Rohit Sharma and Virat Kohli will both hope to capitalise on generous opponents when India take on Afghanistan at the 2019 Cricket World Cup on Saturday. Afghanistan conceded 397-6 – the biggest total of the tournament so far – last time out against England, and India certainly have the batsmen to post another massive score. (POINTS TABLE | FULL SCHEDULE)
Rohit is in outstanding form at this World Cup so far, making 140, 57 and 122 not out. He now averages 72 across his 11 World Cup innings, the best record of any India player to have contributed more than two knocks.
Kohli will also hope to take advantage of facing the World Cup's basement side as he is just 96 runs short of India's third-highest scorer in the tournament's history, Rahul Dravid (860). No batsman in the world has scored more ODI runs than Kohli's 4,189 since the start of 2016.

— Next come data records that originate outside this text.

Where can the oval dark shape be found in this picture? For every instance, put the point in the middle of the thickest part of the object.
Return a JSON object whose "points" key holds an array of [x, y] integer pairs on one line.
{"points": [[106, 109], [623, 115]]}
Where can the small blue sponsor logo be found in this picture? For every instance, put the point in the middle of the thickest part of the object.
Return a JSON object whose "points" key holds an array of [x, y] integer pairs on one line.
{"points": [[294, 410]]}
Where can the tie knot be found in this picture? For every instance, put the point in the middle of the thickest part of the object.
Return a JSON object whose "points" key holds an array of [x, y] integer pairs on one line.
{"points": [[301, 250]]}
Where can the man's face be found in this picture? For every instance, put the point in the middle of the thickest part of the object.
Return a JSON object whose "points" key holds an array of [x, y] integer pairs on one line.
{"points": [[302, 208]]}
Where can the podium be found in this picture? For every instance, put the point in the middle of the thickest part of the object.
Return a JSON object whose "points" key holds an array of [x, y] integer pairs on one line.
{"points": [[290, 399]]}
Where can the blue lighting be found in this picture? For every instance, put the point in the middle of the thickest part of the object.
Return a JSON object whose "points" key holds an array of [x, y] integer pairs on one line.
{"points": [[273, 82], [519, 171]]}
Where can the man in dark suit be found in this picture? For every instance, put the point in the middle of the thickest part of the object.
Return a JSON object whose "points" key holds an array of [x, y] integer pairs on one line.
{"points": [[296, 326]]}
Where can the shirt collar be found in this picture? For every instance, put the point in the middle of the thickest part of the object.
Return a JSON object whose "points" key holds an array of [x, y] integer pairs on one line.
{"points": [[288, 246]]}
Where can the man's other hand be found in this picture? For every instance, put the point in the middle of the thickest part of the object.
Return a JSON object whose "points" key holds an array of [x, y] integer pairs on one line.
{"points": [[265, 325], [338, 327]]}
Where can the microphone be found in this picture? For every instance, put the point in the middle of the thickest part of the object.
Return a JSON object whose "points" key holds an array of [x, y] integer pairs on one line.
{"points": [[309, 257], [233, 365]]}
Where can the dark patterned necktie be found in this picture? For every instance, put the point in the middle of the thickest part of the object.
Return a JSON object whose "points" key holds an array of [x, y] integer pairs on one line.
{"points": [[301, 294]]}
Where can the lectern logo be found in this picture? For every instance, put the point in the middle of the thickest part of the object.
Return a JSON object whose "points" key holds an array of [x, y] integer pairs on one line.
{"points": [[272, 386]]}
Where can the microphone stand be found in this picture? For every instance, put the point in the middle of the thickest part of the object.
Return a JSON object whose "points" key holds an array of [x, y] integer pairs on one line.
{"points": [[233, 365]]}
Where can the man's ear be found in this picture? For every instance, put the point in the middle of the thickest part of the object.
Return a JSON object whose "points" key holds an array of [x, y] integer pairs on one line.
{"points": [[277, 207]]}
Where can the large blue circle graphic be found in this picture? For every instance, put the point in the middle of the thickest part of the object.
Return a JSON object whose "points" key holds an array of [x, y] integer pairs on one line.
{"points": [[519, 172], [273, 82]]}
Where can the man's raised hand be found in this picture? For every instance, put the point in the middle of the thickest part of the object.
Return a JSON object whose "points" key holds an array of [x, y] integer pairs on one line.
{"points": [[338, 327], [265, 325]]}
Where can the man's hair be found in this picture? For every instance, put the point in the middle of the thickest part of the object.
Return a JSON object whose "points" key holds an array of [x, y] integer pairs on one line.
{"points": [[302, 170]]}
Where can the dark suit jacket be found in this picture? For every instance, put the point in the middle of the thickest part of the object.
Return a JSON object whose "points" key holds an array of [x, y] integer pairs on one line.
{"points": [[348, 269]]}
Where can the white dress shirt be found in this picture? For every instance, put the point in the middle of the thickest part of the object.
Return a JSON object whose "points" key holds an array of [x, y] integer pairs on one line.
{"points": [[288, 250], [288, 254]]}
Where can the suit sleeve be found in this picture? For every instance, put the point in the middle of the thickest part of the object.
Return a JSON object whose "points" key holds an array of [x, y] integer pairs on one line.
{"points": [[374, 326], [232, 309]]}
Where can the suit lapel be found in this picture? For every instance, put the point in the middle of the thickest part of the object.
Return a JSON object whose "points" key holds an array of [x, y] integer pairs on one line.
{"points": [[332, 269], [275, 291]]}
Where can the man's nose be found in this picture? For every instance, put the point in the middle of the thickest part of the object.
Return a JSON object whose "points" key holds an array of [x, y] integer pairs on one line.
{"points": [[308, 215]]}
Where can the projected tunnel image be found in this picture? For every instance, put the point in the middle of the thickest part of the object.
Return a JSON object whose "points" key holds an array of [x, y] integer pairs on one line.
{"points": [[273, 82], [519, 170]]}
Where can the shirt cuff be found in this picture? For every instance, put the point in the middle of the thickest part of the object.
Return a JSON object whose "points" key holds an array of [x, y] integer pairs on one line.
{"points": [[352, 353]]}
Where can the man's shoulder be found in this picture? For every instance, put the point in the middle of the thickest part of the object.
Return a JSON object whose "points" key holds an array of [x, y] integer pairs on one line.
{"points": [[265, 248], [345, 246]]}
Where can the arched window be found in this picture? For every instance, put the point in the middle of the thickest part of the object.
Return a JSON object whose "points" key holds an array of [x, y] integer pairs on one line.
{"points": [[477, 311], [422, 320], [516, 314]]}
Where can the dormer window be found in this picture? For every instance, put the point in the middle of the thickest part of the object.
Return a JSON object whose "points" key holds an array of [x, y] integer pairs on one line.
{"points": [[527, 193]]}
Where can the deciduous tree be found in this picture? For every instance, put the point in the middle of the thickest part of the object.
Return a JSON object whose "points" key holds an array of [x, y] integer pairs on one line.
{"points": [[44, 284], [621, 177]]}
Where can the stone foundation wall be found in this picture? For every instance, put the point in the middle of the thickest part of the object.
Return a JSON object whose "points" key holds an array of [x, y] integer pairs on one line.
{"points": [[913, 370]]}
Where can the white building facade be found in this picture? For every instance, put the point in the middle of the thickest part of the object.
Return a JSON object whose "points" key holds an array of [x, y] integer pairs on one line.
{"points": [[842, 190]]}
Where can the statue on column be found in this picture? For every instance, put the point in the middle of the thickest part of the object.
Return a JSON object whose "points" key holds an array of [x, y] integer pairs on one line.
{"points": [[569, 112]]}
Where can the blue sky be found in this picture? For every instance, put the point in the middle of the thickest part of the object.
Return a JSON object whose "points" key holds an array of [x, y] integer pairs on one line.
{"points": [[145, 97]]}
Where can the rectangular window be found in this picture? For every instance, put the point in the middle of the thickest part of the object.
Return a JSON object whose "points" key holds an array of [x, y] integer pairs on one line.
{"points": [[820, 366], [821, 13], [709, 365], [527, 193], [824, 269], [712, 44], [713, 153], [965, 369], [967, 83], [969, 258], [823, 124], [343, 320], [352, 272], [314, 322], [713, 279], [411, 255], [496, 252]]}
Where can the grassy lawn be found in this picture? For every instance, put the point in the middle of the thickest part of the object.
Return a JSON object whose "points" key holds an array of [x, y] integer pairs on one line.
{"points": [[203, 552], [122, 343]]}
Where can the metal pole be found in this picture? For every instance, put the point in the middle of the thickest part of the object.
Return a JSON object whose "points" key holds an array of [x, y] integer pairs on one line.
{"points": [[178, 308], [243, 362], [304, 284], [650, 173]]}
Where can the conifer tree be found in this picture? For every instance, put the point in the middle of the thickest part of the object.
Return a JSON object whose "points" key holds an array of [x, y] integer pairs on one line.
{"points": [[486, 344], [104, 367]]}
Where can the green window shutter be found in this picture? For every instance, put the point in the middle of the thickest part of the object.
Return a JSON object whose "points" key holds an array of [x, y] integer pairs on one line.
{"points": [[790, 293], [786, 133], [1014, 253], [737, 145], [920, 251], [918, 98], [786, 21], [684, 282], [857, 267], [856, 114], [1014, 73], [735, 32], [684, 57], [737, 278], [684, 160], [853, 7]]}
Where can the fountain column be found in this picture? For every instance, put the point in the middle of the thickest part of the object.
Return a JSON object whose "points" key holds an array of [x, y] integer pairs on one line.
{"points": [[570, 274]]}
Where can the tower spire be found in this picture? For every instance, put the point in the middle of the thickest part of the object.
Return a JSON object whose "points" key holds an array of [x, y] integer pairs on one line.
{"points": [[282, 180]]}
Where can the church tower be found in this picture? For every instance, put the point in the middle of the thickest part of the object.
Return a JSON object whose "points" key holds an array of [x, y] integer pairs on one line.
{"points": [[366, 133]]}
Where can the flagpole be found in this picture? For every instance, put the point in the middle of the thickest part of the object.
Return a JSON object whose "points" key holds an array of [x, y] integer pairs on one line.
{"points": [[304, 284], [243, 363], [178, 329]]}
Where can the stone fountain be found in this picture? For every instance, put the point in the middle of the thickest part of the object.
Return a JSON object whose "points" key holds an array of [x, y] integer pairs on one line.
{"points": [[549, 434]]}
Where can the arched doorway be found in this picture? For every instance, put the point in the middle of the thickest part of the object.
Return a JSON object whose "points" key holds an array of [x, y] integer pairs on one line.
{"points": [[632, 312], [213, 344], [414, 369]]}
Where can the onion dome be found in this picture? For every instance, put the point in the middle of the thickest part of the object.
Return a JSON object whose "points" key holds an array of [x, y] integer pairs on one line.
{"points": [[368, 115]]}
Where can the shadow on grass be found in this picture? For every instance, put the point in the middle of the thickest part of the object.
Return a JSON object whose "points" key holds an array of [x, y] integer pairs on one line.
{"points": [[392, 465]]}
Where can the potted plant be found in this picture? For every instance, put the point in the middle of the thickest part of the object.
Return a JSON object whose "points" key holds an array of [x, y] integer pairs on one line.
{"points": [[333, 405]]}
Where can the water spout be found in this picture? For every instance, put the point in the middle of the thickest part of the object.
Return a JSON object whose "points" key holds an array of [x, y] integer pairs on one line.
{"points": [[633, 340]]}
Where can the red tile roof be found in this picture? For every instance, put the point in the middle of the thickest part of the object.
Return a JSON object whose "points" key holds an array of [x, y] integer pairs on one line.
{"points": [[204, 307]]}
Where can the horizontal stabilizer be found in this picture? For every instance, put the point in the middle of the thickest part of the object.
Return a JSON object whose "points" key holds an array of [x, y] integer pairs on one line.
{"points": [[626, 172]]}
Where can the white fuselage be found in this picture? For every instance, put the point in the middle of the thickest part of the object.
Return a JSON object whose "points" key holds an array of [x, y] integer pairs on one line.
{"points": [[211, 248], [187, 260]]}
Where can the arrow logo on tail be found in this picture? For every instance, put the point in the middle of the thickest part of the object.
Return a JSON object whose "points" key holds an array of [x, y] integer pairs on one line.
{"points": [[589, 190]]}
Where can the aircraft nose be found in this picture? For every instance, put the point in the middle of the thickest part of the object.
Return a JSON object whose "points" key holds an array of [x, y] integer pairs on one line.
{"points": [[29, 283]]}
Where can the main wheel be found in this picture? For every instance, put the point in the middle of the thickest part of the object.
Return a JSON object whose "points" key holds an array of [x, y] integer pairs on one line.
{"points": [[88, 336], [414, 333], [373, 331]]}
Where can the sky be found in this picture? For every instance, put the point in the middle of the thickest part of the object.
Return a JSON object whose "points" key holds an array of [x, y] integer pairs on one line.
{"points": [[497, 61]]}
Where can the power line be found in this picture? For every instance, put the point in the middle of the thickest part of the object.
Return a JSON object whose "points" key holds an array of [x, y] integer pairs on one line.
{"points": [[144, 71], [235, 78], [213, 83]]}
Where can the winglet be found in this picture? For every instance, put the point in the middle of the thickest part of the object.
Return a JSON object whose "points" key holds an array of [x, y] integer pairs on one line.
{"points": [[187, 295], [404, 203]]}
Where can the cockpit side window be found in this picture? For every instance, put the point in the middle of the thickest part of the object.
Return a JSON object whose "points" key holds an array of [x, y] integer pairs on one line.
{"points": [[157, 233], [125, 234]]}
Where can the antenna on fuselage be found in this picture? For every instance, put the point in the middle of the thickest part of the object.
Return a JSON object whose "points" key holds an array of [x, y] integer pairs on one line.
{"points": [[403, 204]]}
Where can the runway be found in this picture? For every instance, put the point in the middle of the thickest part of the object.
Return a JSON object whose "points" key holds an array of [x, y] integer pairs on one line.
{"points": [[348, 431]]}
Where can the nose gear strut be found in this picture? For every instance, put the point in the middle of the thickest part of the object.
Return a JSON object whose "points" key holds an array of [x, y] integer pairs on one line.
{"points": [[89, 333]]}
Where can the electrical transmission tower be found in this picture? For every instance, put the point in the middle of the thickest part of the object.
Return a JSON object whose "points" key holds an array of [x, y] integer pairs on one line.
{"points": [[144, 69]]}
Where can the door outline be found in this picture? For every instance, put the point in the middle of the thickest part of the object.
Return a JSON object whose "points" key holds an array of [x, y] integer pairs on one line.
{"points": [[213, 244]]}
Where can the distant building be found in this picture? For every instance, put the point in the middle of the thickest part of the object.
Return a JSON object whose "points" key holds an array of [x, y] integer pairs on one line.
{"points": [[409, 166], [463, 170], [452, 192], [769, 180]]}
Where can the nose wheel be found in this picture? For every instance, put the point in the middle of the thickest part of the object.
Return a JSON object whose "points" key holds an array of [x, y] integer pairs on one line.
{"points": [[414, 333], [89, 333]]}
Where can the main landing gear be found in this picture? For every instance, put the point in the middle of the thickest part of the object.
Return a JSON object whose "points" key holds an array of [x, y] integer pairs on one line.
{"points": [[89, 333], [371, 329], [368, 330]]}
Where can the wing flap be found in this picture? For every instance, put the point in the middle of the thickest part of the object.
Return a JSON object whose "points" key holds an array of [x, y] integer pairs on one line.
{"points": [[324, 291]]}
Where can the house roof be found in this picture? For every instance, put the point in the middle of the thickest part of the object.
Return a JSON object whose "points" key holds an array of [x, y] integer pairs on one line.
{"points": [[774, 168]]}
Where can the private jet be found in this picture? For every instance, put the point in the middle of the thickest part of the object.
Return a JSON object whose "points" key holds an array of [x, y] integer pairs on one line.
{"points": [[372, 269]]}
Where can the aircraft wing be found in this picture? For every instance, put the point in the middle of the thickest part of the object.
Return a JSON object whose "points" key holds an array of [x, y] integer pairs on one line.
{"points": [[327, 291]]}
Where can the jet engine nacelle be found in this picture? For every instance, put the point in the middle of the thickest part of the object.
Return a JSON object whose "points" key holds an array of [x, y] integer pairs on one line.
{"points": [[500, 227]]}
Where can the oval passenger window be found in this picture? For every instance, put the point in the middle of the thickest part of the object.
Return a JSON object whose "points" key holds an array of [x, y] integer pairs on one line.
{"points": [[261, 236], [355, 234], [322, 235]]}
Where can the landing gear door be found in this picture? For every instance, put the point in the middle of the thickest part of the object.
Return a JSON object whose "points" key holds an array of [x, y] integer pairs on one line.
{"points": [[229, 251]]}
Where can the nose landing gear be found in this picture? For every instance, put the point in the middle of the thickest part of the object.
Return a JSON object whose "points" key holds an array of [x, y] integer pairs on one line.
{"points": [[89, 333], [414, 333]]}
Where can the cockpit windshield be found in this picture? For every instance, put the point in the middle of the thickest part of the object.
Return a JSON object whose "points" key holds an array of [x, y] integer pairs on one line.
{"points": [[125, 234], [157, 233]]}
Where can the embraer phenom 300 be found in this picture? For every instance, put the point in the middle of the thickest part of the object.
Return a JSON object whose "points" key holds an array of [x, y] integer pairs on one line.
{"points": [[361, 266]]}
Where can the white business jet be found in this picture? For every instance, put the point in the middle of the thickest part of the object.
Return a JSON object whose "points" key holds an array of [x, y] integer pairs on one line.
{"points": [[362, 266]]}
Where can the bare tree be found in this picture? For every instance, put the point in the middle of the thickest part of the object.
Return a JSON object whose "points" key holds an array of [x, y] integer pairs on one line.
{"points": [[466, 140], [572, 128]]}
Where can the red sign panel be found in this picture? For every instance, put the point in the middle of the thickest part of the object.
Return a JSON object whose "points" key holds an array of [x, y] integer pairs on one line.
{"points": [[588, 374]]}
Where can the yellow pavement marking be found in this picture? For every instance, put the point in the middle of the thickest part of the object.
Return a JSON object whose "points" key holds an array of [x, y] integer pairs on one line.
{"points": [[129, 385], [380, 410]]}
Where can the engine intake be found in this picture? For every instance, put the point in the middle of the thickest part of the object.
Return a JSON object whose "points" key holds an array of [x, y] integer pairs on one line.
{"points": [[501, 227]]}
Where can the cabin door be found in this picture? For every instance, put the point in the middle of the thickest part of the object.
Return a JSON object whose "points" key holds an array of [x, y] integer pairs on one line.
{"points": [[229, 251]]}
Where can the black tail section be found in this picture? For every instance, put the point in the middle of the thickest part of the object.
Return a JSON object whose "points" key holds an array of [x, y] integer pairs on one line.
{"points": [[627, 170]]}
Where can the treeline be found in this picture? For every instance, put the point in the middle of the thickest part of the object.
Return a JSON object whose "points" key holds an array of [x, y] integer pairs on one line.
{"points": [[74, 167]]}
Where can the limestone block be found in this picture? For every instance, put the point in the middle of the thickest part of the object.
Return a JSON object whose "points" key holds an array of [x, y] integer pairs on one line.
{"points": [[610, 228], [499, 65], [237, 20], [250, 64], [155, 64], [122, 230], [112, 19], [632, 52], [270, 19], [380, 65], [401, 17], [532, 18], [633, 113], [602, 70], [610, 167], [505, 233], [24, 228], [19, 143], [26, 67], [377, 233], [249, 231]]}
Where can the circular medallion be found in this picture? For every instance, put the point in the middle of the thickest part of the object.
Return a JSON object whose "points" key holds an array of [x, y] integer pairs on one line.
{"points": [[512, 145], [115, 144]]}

India have won 14 of their past 15 World Cup matches and will look to further improve that record, although Afghanistan's ability with the bat has gone under the radar in their defeats.
A total of 247-8 against England at Old Trafford was the team's highest at a World Cup, while they have had 10 different players hit a six in this tournament.
India are one of just two teams to remain unbeaten so far and New Zealand are the other, a record they will look to protect against West Indies.
The Black Caps are in top form, winning eight of their past nine completed ODIs, and Kane Williamson can aim to build on his first World Cup century – an unbeaten 106 – against South Africa.
Williamson has only been dismissed once at this World Cup and has made half-centuries in nine of his past 10 ODI knocks in England and Wales.
Chris Gayle is likely to be the danger man with the bat for the Windies and, as always, expect his runs to come from some big hitting.
Gayle has 15 fours and four maximums, meaning 79 per cent of his runs at this tournament have come from boundaries.
He will need to impress if the Windies are to end a miserable run against New Zealand, who have triumphed in the sides' past three World Cup meetings.